Advances in biotechnology have led to an increase in the discovery of both common genetic variants, which generally have minor effects in a large fraction of cases, and rare genetic variants, which may have large effects, and can even cause epilepsy, but in a small fraction of cases. Particularly with regard to rare variants, new methods of DNA sequence analysis have greatly expanded the number of documented epilepsy-related genes. A key issue is how best to translate genetic discoveries into potential treatments.
Regardless of whether a given genetic variant is rare, and has a large impact on disease in a small number of cases, or whether it is common, and has small impact on a large number of cases, discovering its identity is nonetheless important since any epilepsy gene can reveal molecules and molecular pathways that are associated with abnormal electrical activity in the brain, and can thus be used as leads for therapy development.

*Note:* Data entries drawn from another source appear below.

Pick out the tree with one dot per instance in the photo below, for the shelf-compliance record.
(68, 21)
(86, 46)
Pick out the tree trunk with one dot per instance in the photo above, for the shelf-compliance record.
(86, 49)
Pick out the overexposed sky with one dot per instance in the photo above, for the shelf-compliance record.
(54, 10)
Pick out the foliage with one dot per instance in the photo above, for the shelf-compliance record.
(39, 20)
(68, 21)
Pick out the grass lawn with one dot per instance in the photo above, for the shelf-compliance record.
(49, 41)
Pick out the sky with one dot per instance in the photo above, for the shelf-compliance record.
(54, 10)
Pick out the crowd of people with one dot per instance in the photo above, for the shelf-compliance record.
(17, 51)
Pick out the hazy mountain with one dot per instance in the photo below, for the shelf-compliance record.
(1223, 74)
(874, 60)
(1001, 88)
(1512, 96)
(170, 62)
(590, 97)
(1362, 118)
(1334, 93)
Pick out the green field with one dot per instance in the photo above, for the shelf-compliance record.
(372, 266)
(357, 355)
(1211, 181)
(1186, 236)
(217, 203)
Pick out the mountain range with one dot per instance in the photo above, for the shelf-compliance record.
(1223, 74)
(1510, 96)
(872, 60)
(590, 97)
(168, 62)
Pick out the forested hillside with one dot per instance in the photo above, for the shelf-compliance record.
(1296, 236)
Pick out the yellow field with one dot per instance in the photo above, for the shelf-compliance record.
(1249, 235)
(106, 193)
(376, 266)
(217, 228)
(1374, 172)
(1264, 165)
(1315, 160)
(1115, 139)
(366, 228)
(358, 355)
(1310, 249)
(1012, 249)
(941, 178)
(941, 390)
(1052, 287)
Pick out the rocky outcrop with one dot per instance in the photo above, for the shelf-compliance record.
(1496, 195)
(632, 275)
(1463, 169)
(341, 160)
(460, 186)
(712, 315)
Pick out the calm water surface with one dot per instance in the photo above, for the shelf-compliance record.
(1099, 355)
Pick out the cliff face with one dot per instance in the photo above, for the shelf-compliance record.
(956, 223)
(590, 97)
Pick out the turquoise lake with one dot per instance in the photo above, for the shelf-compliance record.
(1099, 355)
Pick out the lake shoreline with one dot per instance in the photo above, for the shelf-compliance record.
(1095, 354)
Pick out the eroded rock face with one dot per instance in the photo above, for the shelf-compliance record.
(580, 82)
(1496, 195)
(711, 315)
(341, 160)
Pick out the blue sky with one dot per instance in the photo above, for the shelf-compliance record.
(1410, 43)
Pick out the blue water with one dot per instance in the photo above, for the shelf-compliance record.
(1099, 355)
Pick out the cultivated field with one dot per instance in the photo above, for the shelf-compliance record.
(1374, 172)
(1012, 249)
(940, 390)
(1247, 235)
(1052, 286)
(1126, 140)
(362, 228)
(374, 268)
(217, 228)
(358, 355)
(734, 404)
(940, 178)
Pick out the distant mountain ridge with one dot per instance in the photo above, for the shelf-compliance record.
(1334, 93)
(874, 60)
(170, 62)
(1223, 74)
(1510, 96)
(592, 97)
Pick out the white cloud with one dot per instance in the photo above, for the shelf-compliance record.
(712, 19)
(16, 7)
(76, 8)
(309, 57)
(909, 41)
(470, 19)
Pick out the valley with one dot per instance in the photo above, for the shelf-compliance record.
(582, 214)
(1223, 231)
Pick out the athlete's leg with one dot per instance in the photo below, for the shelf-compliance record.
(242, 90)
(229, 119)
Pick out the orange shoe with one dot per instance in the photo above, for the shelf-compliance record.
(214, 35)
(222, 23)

One of the genes involved in both common and rare forms of epilepsy is SCN1A. This gene encodes a subunit of the major brain sodium channel NaV1.1, a molecular target for a number of standard anti-epileptic drugs including phenytoin, carbamazepine and valproic acid. SCN1A serves as a prototype in linking anti-epilepsy drug action with epilepsy-related genes.
There is considerable overlap in the classes of genes involved in both common and rare forms of epilepsy and indeed there are a number of specific genes that have been documented to play a role in both forms. In addition to SCN1A, these genes include CACNA1H, CHRNA4, GABRB3, GABRG2, KCNJ10, KCNQ2, KCNQ3 and SLC2A1. The products of these genes and the pathways in which they function are logical targets for anti-epilepsy therapy development programs.
Epilepsy co-occurs in monogenic syndromes that involve other complex, diverse and severe clinical phenotypes. Further, causative genes have been identified for many of these syndromes, and in many cases they come from the same classes as those associated with pure epilepsy syndromes, and with genetically complex epilepsies. However, the pleiotropic gene effects documented in these phenotypically complex syndromes present an additional challenge in terms of translating such discoveries into leads for therapy development.
Advances in technology will allow screening of individual epilepsy patients for rare or private variants that may have a large effect on development of disease. In those cases where potentially deleterious structural DNA changes are documented, personalized therapies may be devised, which are based specifically on the nature of the genetic alteration rather than on the nature of the gene product or its functional pathway.